Below is the link for the HAR file which includes the GET and POST requests:

Hey @peternijem,

Sorry you're having a hard time with cross-origin requests to Kibana.

I see in the HAR file that you're making a request to POST

Is this your Kibana endpoint? If so, the API to create a user in 7.5 is /api/security/v1/users/{username} (source link).

I also see a request to, which is returning a 404. Do you have security enabled for Kibana? If so, what user are you authenticating with? If the user does not have sufficient privileges (effectively the kibana_user role), then this endpoint can return a 404.

I know you tried a lot of config combinations. Does the following help any?

server.cors: true
# do not set server.cors.origin

server.xsrf.disableProtection: true

I will try it.
Can I change any part in the code to enable CORS?
FYI, I am using open-source Kibana 7.5.1


Can you clarify this? If you're using the Apache-2.0 licensed version of Kibana, then your installation doesn't have the concept of a User, Role, or Space. These are all free features available with the "Default Distribution", which is granted under the Elastic License.

Do you see the "Space Avatar" at the top of Kibana?

If so, then you're running the Default Distribution, rather than the Open Source Distribution.

Setting server.cors: true should be sufficient to allow browsers to honor cross-origin requests. Setting server.xsrf.disableProtections: true should be sufficient to tell Kibana that you don't wish to protect the installation from cross-site request forgery. This should be a short-term solution, until we get it working. Then, we can move to the whitelist that you attempted earlier.
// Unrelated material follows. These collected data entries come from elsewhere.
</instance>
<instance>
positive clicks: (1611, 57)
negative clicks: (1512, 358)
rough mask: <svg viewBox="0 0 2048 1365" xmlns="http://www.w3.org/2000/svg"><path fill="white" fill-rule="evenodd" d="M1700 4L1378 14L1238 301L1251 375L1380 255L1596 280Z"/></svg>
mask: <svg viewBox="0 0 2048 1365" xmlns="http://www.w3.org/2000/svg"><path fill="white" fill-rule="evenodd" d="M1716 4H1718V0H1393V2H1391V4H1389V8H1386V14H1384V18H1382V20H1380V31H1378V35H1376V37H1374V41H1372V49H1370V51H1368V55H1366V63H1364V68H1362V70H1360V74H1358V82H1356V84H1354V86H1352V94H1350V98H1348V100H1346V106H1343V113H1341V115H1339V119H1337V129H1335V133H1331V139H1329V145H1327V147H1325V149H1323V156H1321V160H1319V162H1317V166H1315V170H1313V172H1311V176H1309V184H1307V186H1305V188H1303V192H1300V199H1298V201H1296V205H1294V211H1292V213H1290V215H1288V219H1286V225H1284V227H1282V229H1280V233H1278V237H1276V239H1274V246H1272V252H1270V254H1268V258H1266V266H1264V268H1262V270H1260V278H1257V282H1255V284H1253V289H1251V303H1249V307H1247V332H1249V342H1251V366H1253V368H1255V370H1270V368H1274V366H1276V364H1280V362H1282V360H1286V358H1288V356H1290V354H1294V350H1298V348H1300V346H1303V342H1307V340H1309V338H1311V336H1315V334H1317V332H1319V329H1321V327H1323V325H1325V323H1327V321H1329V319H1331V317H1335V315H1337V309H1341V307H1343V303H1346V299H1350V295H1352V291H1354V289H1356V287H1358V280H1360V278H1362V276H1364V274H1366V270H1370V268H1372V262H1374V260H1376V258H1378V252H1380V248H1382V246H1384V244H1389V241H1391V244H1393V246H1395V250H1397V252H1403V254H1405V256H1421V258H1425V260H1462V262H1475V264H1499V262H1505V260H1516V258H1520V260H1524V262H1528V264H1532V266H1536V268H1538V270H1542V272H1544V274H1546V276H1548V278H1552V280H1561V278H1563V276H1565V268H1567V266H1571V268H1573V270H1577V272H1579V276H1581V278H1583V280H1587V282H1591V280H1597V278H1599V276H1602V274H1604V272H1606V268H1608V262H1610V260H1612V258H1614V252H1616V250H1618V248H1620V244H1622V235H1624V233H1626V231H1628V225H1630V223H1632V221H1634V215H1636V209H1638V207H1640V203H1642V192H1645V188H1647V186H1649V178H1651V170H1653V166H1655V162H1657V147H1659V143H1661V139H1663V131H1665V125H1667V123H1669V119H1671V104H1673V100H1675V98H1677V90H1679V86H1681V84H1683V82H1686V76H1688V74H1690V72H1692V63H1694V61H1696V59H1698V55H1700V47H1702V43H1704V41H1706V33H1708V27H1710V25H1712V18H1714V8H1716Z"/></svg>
I see the Space Avatar. We've cloned Kibana 7.5.1 from the official GitHub page.

Thanks for clarifying. We don't recommend cloning the repository unless you're developing a Kibana plugin. If you're just looking to run Kibana, then I'd recommend downloading the built distributable here: https://www.elastic.co/downloads/past-releases/kibana-7-5-1

That aside, let me know how you make out with my earlier recommendation.